Then, we create an Ensemble:

[17]:
ensemble = at.Ensemble(mapping_function=mapping_function)

We then need to load all of the results into the mapping function. Similar to Python’s built-in set class, there are two ways of inserting the results

  • One by one, using Ensemble.add(result)

  • All at once, using Ensemble.update(list_of_results)

In our case, we already have a list of results generated by P.run_sampled_sims, so we can go ahead and use Ensemble.update() to insert them

[18]:
ensemble.update(sampled_res)

Finally, we can make some plots. To start with, let’s make a plot of the time series like the one shown above for the baseline results, but with uncertainty this time:

[19]:
ensemble.plot_series();
../_images/examples_Uncertainty_42_0.svg

As we have only loaded in the sampled results, the dashed line corresponds to the median of the samples. The shaded areas show the area between the first and third quartiles for the samples. To start with, instead of showing the median of the samples, it is generally more appropriate to show the actual baseline results. To do this, we can load the baseline results into the Ensemble and then regenerate the plot.
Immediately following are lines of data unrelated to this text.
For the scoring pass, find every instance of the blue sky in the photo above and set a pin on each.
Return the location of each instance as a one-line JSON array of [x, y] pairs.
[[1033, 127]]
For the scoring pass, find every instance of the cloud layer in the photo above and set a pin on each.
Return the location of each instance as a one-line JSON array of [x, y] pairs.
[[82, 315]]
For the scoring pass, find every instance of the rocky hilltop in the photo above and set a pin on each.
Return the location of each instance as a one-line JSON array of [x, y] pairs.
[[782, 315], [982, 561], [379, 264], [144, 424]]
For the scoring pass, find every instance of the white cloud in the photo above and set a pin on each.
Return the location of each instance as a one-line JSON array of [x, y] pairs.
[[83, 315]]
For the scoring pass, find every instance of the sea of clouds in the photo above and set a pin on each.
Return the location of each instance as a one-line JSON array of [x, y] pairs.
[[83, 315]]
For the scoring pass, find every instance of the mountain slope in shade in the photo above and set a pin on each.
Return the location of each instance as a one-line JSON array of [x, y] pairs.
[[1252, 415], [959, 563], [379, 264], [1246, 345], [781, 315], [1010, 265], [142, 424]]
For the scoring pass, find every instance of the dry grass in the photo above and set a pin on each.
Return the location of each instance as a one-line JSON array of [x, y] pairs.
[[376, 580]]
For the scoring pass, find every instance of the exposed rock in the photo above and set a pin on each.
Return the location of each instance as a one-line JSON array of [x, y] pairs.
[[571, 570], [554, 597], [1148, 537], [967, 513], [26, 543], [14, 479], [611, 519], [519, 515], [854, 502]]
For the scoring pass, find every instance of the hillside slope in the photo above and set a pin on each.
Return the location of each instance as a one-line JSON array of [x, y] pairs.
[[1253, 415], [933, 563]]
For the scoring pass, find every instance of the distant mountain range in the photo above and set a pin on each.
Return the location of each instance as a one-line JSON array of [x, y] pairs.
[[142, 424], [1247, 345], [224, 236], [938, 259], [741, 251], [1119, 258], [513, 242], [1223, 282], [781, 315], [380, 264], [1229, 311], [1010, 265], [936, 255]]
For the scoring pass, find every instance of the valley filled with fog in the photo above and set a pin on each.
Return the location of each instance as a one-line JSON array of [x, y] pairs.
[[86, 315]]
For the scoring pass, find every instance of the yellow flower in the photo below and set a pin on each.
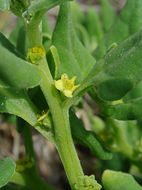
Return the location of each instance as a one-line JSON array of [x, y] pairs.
[[35, 54], [66, 86]]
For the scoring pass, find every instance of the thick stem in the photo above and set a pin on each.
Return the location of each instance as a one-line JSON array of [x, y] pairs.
[[59, 114], [62, 131]]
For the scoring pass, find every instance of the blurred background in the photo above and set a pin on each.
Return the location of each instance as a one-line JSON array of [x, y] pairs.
[[49, 164]]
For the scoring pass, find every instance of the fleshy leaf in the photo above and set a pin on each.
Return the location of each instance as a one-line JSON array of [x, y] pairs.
[[14, 71], [119, 71], [107, 14], [16, 102], [117, 181], [7, 169], [88, 138], [4, 5], [75, 59]]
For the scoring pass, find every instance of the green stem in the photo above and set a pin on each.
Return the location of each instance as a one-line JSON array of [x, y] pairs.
[[62, 131], [27, 136], [63, 138], [32, 183]]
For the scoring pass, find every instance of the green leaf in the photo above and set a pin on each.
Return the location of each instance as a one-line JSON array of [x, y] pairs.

The baseline results need to have the same names as the sampled results. If you do not explicitly specify names, Project.run_sampled_sims produces default names that avoid collisions between multiple instructions. However, Project.run_sim produces default names that avoid collisions with other results stored in the project. Therefore, it may be necessary to explicitly set or change the result names if the names were set differently.
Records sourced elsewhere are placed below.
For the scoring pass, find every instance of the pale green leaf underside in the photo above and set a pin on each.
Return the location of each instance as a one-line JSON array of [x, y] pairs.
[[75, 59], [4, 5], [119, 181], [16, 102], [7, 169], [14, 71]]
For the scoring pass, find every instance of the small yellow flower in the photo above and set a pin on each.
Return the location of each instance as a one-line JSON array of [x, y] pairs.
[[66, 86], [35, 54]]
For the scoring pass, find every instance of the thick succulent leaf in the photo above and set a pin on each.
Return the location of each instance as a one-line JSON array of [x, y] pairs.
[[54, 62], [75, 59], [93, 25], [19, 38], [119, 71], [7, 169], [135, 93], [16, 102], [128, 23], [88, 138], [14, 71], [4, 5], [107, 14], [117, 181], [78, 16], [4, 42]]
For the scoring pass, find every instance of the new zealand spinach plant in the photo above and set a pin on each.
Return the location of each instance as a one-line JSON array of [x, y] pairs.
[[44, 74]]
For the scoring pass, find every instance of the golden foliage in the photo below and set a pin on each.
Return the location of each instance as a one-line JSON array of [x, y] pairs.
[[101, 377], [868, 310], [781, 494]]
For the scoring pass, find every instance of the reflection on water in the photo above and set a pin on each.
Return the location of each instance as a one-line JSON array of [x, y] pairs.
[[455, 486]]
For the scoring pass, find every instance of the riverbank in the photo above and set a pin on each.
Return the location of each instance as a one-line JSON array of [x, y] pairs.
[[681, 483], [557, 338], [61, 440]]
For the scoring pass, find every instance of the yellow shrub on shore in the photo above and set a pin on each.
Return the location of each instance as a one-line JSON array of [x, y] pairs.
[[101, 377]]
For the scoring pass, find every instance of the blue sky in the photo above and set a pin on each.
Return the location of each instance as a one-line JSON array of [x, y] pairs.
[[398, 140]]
In this case, the baseline results need to have their name changed to 'default' to match the sampled results:

[20]:
baseline.name = 'default'
ensemble.set_baseline(baseline)
ensemble.plot_series();
../_images/examples_Uncertainty_44_0.svg

As with the rest of the plotting library, the legend is ‘maximally informative’ in that it contains as much information as possible. This is because the most appropriate labelling for the figure (whether the axis labels, titles, or legend entries) varies greatly with context, and it is often necessary to relabel the figure on a plot-by-plot basis. This relabelling is facilitating by having all of the necessary content on the figure, rather than having to keep track of it separately. Thus, it is expected that the labels may need to be edited afterwards depending on usage.
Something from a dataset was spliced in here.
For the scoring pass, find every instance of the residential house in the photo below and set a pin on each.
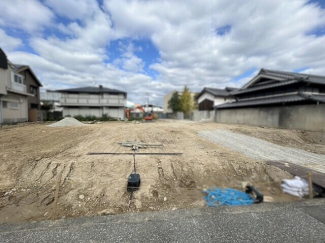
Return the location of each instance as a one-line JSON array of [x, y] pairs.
[[93, 101], [210, 97], [15, 97], [278, 99], [157, 110], [52, 97], [33, 87]]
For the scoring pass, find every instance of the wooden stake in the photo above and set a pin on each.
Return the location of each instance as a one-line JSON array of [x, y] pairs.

The '<unnamed'> string corresponds to the name of the ensemble. We hadn’t given the ensemble a name, but naming the ensemble can be useful if you want to superimpose multiple ensembles on the same plot. The ensemble can be named at construction, or at any point subsequently:

[21]:
ensemble.name = 'Example'
ensemble.plot_series();
../_images/examples_Uncertainty_46_0.svg

Now, the baseline results are displayed as solid lines. Other types of plots can be generated too.

[22]:
ensemble.plot_bars(years=2018)
[22]:
../_images/examples_Uncertainty_48_0.svg
../_images/examples_Uncertainty_48_1.svg

Because the Ensemble stores PlotData objects, you can perform any aggregation operations in the same way as normal. For example, we can plot the years lost to disability by integrating the number of people in the disease compartments.

[23]:
yld = lambda x: at.PlotData(x,outputs={'disease':['undx','scr','dx','tx']},t_bins=[2018,2023],time_aggregation='integrate')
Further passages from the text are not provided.